All of these words do fuck-all to properly express exactly what my heart is doing right now. I was so focused on Collins that I didn’t notice my boy, my best friend, falling apart at the seams, and now he’s barely holding himself together.
The moment he’s within reach, I grab his face, and he splutters, trying to choke back a sob. I push him backwards until we stumble into our walk-in closet and close the door, giving him some privacy to let his emotions out.
The moment the door clicks closed, the dam bursts. Riley drops like a heavyweight as he clings to my shirt, and we both sink to the floor. Backed up against the island, I pull him between my legs and wrap my arms around him, one in his lower back while the other cups the back of his neck.
He’s not sobbing, per se, but the tears track down his cheeks, the salty droplets painting a trail between the freckles on his face. He’s shaking, body trembling fiercely while breaths saw in and out of his lungs.
He’s having a panic attack.
In an instant, I feel white hot anger coursing through me, all aimed at none other than myself.
I should’ve been paying attention to him, too.
While I was so busy getting Collins to safety, he was doing his best to swallow his fear and silenced his own pain to help me get Collins through hers. That’s where he and Collins are so similar, I suppose—sacrificing their own well-being for the sake of helping others.
Cupping Riley’s face, I tilt his chin until he can look me in the eye. His dark mocha gaze is watery as he finds my eyes and holds my stare.

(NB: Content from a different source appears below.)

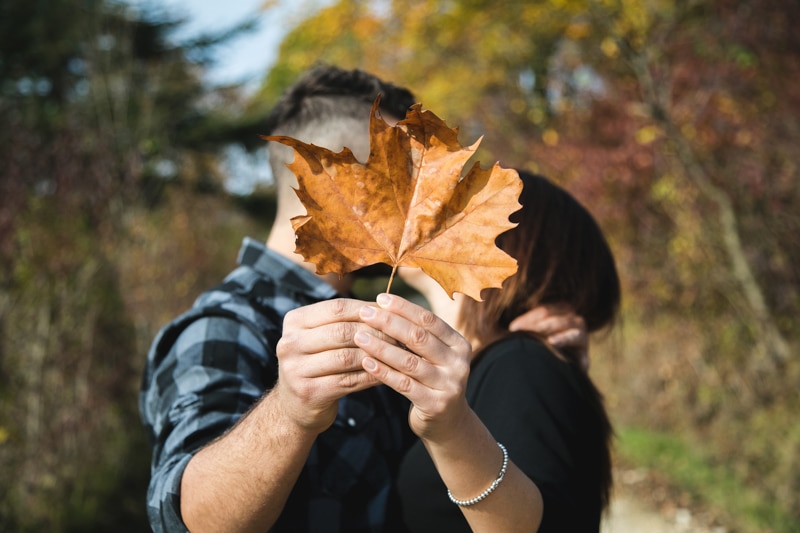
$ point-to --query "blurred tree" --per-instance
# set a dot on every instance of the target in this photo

“Breathe with me, Riley,” I softly instruct, then start to breathe, slow and deep. It takes three times before he starts to match my breathing and starts to calm. But I can still see the conflict and pain that fight for dominance in his eyes.
I’m not going to ask him to explain what’s going on inside this closet with Asher and Blair just on the other side, so instead I keep breathing with him until his body visibly relaxes.
“Better?” I ask, my eyes volleying between his, and he gives me a soft nod. He looks so pained and so vulnerable that it has my lungs constricting in my chest. My eyes flick to two items on a shelf in the back of the closet that have long sat untouched, and it gives me an idea.
I look back at Riley, swallowing the lingering guilt that I feel for letting him get to this stage of hurt, and give him a soft peck on the tip of his nose. I can’t help but love the soft flush of his cheeks with the contact. It weakens me right at the knees every damn time.
I want to ask him a million questions, but I settle on one. “How good is your grip right now?”
His brow furrows as he shakes his head in my hold. “It’s—I think it’s fine? Why?”
Riley’s been having a hard time expressing his needs both mentally and physically lately, and I think my idea might help him to get some of those off his chest. And for me to show him that he doesn’t come second to Collins, that he stands on equal ground with her, right next to me.
I release Riley and help him to stand once I’m on my feet. My eyes scan him from head to toe to make sure he’s okay before I twine my fingers through his and lead him to the back of the closet, where I grab a rashguard shirt for Riley, followed by our motorcycle helmets. Holding Riley’s out to him, he takes it with the most adorable confused expression, so I clarify with a cockysmirk that I don’t quite feel. “I think it’s time I make you my backpack for the night. What do you say, are you with me?”
Chapter 41
Riley
“BE MY CONSTANT.”
The cool evening air chills my skin even through the rashguard that Creed had insisted I wear. I know how to put on my own helmet, but I remain silent and still while I let Creed do the honors.
He was persistent, and if I’m being completely honest, I’m feeling fucking needy. I can’t explain it, but having him take care of me right now is giving me the same level of calm that my noise-cancelling headphones do.
Every move I make still feels stiff and robotic, like I’m just numb and my body is just floating through the motions.
I don’t know what the fuck is wrong with me.